Which is what makes Mundo so nice–it’s a hipster place without the hipsters, and it doesn’t seem to be trying too hard. Someone’s photos are hung on the wall from coathangers. Tiny disco balls and miniature shoes dangle from the ceiling. The music is global electronica. And the owners are a young Turk and an Argentine, both of which delight me because (1) fanatical Greek Astoria needs more Turks, who, frankly, cook better food, and (2) Argentines are the newest arrivals in the neighborhood, and they seem like the youngest and coolest, but I haven’t really known where they hung out except for that bar Ize on 36th Ave.

So we went home full and happy. And then this afternoon we had lunch at the Ecuadorian joint on 36th Ave., the place where the windows are always steamed up, where $12 bought us two bowls of fish soup, two platters of meat and rice and beans, all-we-could-eat hot salsa, and two sodas. Not to mention kind service and the Discovery Channel dubbed into Spanish.

Then we popped over to the Fisher Landau Center for Art, which I’d read some passing reference to last year and was surprised to see that it’s just a few blocks away from where I live. Usually all that cool art stuff is down in LIC proper. It’s three floors in a big warehouse, with Rosenquist and Rauschenberg and all that jazz, but I liked all the Shirin Neshat photos and a little mechanical sculpture using bird feathers, by Rebecca Horn. The whole first floor was all animal-y. Imagine my chagrin then, when I asked how long the place had been open.

“Oh, since 1991.”

“Whaaa?” (I reel in shock.)

“Well, it was just appointment only until 1993.” (Helpfully, kindly.)

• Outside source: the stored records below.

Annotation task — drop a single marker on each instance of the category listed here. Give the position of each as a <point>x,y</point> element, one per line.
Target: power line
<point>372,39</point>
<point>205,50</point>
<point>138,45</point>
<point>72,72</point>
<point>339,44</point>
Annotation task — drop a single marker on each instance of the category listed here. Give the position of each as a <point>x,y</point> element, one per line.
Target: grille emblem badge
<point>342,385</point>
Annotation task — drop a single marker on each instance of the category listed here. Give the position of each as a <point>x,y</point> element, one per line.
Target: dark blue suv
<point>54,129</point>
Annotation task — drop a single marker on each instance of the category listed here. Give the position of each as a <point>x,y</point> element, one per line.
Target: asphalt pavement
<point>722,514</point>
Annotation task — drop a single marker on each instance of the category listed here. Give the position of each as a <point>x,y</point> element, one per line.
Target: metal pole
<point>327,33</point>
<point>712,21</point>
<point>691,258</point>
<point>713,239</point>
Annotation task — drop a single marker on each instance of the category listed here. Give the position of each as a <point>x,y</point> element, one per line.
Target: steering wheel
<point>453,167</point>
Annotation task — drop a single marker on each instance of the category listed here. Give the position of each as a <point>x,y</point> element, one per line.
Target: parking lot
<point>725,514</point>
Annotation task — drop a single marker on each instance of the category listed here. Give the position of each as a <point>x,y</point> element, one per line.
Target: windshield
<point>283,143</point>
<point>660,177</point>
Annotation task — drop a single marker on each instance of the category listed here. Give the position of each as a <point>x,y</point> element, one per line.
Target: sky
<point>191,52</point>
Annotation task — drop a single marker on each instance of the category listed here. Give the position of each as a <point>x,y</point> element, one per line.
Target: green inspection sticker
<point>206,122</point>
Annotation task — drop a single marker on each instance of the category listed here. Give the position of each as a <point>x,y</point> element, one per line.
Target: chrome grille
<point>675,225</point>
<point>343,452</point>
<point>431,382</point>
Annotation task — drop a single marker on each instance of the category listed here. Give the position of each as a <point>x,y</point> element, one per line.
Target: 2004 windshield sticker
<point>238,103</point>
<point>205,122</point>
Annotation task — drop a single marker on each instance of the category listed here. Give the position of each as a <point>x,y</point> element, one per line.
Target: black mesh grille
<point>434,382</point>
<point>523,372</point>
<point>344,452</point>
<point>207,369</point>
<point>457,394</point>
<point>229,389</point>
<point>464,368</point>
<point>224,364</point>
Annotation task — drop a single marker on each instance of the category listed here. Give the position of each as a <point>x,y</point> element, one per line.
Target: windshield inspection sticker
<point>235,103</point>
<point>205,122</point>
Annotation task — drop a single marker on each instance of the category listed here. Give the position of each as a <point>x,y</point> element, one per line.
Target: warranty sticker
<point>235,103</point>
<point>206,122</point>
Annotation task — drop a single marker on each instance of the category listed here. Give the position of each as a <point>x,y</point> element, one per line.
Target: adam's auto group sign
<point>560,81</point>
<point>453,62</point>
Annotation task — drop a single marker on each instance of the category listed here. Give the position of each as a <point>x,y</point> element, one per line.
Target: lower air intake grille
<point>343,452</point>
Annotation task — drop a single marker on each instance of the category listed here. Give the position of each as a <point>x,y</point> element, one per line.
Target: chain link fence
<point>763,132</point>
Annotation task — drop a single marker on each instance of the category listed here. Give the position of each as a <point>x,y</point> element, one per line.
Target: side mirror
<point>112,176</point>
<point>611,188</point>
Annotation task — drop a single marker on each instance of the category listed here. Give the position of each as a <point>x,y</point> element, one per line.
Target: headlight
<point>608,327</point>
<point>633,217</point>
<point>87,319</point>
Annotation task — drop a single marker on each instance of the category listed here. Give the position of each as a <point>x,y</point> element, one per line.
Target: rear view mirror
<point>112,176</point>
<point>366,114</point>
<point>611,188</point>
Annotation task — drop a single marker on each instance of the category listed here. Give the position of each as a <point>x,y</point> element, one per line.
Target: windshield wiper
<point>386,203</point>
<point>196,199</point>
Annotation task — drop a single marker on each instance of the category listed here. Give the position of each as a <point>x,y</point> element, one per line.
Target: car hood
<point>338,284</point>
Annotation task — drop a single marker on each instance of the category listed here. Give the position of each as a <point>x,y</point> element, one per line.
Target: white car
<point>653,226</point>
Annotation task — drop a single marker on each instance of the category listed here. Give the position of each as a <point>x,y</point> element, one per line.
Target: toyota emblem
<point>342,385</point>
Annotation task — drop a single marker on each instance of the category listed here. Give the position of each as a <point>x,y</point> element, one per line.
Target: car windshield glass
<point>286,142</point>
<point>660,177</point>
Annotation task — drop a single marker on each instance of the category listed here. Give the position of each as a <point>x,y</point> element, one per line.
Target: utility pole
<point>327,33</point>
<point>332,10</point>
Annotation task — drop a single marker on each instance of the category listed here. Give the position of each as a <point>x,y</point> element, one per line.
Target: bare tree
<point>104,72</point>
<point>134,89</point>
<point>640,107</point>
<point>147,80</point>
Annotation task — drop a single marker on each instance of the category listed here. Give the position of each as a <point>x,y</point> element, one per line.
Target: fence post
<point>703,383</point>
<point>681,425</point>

“Huh.” (Still dumbfounded.)

“And we didn’t put up the banner until a few years ago.”

Oh. That explains why I’d never even heard of the place?

And it’s free. It kills me to think how much free art I’ve missed in the eight years I’ve lived here.

So then Peter and I had to kill a little time before meeting a realtor, so we stopped in the Bangladeshi store, where they had whole mace, date syrup, mango leather and lots of frozen fish. The guy at the counter asked, “Was everything all right?” as if we were in a restaurant, and when I was eyeing the mango leather, his cohort handed me a free sample. And then I asked what those round things were behind the counter, and the next thing we knew, we were getting the full betel-nut demo and taste test.

We were discreetly spitting and I was kind of dizzy by the time we met the realtor. The house sucked and cost a whopping $700K, but we quickly put that out of our heads with more shopping, at the kindly Guyanese guy’s store, on 36th Ave. The guy stocks fish sauce, which Peter has been complaining about not being able to get here for years. If Fisher Landau is my missed opportunity, H&V Grocery is his.

Sweet Astoria–so bursting with opportunities for fun and tastiness that it really doesn’t matter if you miss a few.